Australia strengthens anti-terror surveillance law
Australia's spy agencies and police will be able to bug telephones and read the e-mails and SMS text messages of terror suspects under new laws passed by parliament yesterday. Authorities will have easier access to stored communications, such as...
Australia's spy agencies and police will be able to bug telephones and read the e-mails and SMS text messages of terror suspects under new laws passed by parliament yesterday.
Authorities will have easier access to stored communications, such as e-mail, voice mail and text messages, without the need for a special warrant, while the the range of surveillance devices and offences for which a warrant may be obtained has been expanded.
"This legislation means law enforcement and intelligence agencies remain equipped with the tools they need to hunt down and successfully prosecute people engaged in planning or carrying out a terrorist act," Attorney General Philip Ruddock said when the legislation was introduced to parliament earlier this month.

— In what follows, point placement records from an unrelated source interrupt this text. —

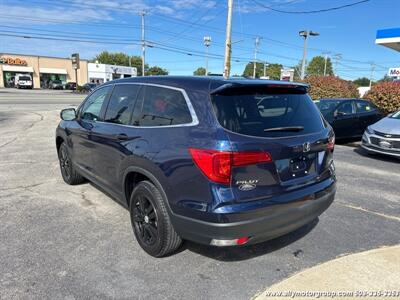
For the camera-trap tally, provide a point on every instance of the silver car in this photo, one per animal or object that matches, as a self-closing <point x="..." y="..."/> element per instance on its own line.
<point x="383" y="136"/>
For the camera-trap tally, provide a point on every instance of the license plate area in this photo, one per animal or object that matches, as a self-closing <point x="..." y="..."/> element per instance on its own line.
<point x="296" y="167"/>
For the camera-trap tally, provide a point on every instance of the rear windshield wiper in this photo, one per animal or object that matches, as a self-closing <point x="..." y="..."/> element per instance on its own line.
<point x="288" y="128"/>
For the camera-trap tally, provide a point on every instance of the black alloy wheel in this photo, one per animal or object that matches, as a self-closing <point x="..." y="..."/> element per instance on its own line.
<point x="145" y="220"/>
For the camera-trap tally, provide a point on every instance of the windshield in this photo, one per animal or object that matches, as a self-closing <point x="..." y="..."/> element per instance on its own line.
<point x="326" y="106"/>
<point x="396" y="115"/>
<point x="267" y="115"/>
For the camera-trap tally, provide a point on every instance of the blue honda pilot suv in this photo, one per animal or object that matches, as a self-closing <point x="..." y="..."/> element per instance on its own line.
<point x="223" y="162"/>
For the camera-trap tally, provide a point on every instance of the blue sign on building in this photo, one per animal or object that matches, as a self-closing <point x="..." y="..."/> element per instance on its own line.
<point x="389" y="38"/>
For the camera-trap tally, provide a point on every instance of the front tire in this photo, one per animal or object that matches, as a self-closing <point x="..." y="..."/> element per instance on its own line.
<point x="68" y="171"/>
<point x="150" y="221"/>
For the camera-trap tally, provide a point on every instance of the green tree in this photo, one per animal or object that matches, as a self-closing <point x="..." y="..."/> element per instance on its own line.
<point x="362" y="81"/>
<point x="272" y="70"/>
<point x="200" y="71"/>
<point x="155" y="70"/>
<point x="331" y="87"/>
<point x="248" y="70"/>
<point x="120" y="59"/>
<point x="386" y="79"/>
<point x="317" y="65"/>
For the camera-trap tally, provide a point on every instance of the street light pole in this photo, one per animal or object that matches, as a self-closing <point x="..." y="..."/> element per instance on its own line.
<point x="326" y="60"/>
<point x="305" y="34"/>
<point x="228" y="42"/>
<point x="207" y="43"/>
<point x="257" y="44"/>
<point x="265" y="69"/>
<point x="142" y="14"/>
<point x="372" y="74"/>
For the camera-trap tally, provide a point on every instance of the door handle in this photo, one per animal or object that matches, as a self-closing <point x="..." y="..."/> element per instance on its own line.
<point x="122" y="137"/>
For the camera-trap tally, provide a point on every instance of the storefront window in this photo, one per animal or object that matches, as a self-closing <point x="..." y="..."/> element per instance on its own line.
<point x="46" y="80"/>
<point x="9" y="78"/>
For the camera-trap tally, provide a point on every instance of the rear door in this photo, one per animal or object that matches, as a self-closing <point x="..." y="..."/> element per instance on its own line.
<point x="282" y="122"/>
<point x="345" y="120"/>
<point x="113" y="136"/>
<point x="88" y="115"/>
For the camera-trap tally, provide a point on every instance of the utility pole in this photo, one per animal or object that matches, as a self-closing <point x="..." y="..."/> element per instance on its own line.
<point x="337" y="57"/>
<point x="305" y="34"/>
<point x="265" y="69"/>
<point x="207" y="43"/>
<point x="326" y="60"/>
<point x="142" y="14"/>
<point x="257" y="44"/>
<point x="228" y="42"/>
<point x="372" y="74"/>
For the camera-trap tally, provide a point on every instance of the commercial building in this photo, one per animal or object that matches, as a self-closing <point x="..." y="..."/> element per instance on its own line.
<point x="100" y="73"/>
<point x="43" y="69"/>
<point x="390" y="38"/>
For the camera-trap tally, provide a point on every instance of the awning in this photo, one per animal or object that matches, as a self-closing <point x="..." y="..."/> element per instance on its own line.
<point x="52" y="71"/>
<point x="389" y="38"/>
<point x="17" y="69"/>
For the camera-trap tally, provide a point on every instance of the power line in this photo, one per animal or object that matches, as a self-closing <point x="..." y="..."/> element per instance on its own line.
<point x="309" y="11"/>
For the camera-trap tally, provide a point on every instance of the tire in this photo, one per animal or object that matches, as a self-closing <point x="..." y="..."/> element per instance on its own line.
<point x="150" y="221"/>
<point x="68" y="172"/>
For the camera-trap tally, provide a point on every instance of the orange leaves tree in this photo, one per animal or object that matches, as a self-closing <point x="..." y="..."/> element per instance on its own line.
<point x="385" y="95"/>
<point x="331" y="87"/>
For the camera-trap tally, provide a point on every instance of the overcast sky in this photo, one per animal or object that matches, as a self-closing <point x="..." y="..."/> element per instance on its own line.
<point x="176" y="29"/>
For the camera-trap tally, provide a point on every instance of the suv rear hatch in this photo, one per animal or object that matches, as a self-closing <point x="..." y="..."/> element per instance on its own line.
<point x="282" y="122"/>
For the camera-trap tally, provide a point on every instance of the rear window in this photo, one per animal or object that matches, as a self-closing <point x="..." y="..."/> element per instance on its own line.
<point x="267" y="114"/>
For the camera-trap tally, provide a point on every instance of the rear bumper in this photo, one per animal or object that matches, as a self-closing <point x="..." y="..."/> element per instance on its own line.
<point x="275" y="221"/>
<point x="367" y="145"/>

Australia's conservative government, which was re-elected for a fourth straight term at an October 9 election, has steadily beefed up its counter-terror laws since the September 11, 2001, attacks on the Unites States.
Australia, a US ally that committed troops to the Iraq war, has never suffered a major terror attack on home soil, although 88 Australians were among the 202 killed in nightclub bombings on the Indonesian holiday island Bali on October 12, 2002.
Australia was again targeted when a suicide car bomb exploded outside its embassy in the Indonesian capital Jakarta, killing nine Indonesians, on September 9.